Is there a problem with how Netlify handles caching?
No, it's totally fine. Netlify itself provides a pretty good CDN and caches all cacheable assets by default.
Why use another CDN then?
Netlify suggests that you don't need Cloudflare with it, and they are not wrong, at least for the reasons they talk about, they both provide almost similar features.
Here's a comparison.
|Provides free SSL(Let's Encrypt)||Provides free SSL(Cloudflare issued certificates)|
|DNS management(backed by NS1)||DNS Management|
|Fast CDN, DDoS protection||Fast CDN, DDoS protection|
|Limited bandwidth(100 GB in free plan)||Unlimited bandwidth.|
As you can see they both offer a similar feature set, except for the bandwidth limitation.
Since Netlify imposes a limit on the bandwidth, the plan here is to cache and serve content from another CDN which provides a lot more bandwidth(Cloudflare in this case) and reduce the amount of bandwidth consumed directly from the host server.
This will not improve the site performance significantly, we are only trying to save some bandwidth.

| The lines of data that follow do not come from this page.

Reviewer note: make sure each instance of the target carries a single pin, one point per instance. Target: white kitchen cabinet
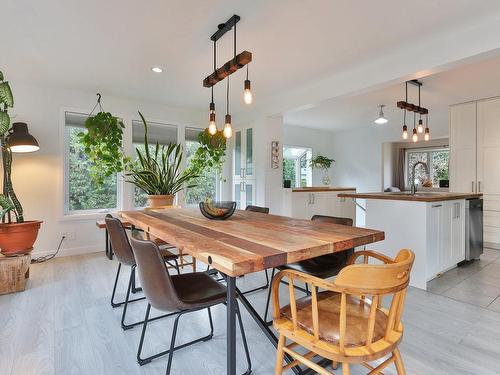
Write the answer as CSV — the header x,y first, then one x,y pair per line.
x,y
463,145
304,205
474,154
446,236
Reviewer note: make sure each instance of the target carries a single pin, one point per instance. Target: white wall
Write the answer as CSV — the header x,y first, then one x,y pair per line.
x,y
319,140
37,177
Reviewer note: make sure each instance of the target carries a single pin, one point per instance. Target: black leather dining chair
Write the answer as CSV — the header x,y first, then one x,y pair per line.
x,y
177,294
125,256
324,266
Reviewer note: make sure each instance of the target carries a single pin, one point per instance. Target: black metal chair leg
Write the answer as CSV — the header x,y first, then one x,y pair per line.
x,y
244,338
172,345
117,304
263,287
143,361
269,299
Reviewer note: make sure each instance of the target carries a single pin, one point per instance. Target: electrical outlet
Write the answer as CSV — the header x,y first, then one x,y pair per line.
x,y
69,236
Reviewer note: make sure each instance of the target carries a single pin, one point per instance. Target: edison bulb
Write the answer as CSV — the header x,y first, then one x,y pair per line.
x,y
420,127
228,131
247,96
212,128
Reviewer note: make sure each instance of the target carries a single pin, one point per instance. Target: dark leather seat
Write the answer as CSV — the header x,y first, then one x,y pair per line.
x,y
198,290
125,256
177,294
262,210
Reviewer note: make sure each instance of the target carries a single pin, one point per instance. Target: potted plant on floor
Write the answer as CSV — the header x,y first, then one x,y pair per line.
x,y
324,163
156,171
16,237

Default caching behavior of Netlify
By default, the following cache headers are set for each response
max-age=0, must-revalidate, public.
This means that the content can be cached, but it should also be re-validated every time. Ideally, this process would be very fast with Netlify's fast CDN and some HTTP/2 magic.

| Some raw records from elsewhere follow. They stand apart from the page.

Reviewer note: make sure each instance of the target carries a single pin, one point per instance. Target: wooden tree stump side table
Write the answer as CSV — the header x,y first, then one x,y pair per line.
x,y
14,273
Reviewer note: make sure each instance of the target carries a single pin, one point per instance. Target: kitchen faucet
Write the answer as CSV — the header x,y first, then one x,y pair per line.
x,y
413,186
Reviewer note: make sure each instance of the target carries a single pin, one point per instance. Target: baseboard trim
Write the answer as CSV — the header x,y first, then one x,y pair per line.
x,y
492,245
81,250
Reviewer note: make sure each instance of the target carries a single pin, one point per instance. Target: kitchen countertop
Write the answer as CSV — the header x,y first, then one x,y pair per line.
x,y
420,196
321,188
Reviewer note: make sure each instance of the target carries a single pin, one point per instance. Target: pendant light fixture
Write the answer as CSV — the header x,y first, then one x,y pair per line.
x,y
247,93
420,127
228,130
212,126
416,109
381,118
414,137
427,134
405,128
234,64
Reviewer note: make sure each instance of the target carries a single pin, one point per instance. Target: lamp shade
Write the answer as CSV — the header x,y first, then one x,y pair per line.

This will work fine for users re-visiting your site, but for new users, the content will be served from Netlify's CDN and every time this happens, some of your bandwidth quotas will be consumed.
We want to put Cloudflare in front of Netlify and cache all cacheable resources there, so whenever a new visitor comes in and requests content that was already present in Cloudflare's cache, it will be served directly from there instead of Netlify, saving our bandwidth.
But this is not possible by simply putting Cloudflare in the front, since by default Cloudflare respects the headers received from the origin server. Which in our case instruct Cloudflare to always validate content from the origin server.
To fix this, we need to set some custom headers that Netlify will send with each response.
But first a note on Cache-Control Headers
This is not to scare you, but we need to be careful while setting cache-control headers because messing up with these can lead to your visitors seeing stale or old content.
As a rule of thumb never cache HTML files and other files which might change frequently.
You should spend some time understanding this topic in depth. Check out Caching best practices for more details.
You should also go through the documentation of the static site generator or framework you are using once (if you are using any) to find out what their guidelines on this are and if they provide any support for generating these headers for you.
Setting Cache-Control Headers on Netlify
There are multiple ways to set custom headers in a Netlify site.
For more information on this, you can check out the official docs.
/static/* Cache-Control: public, max-age=31536000, immutable /*.css Cache-Control: public, max-age=31536000, immutable /*.js Cache-Control: public, max-age=31536000, immutable
Here's an equivalent toml version.
[[headers]] for = "/static/*" [headers.values] Cache-Control = "public, max-age=31536000, immutable" [[headers]] for = "/*.css" [headers.values] Cache-Control = "public, max-age=31536000, immutable" [[headers]] for = "/*.js" [headers.values] Cache-Control = "public, max-age=31536000, immutable"
What this header means
This particular header
public, max-age=31536000, immutable means we are telling the CDN and browser that this file can be cached for a very long time and we are sure that it won't change and there's no need to request it from the server even if the user explicitly refreshes the page.
Now, your use case may differ a bit and you may want to set the headers differently. I suggest you go through the following docs to get a better understanding of this topic.
Bonus if you are using Gatsby
Gatsby has a plugin that automatically generates the required
_headers file for you.
Check out the plugin gatsby-plugin-netlify here on how to use it.
This depends on what type of content you serve through your website.
If your content consists of a lot of images/js then you will probably save a lot of bandwidth.
If your site consists mostly of plain HTML files, then, maybe not so much.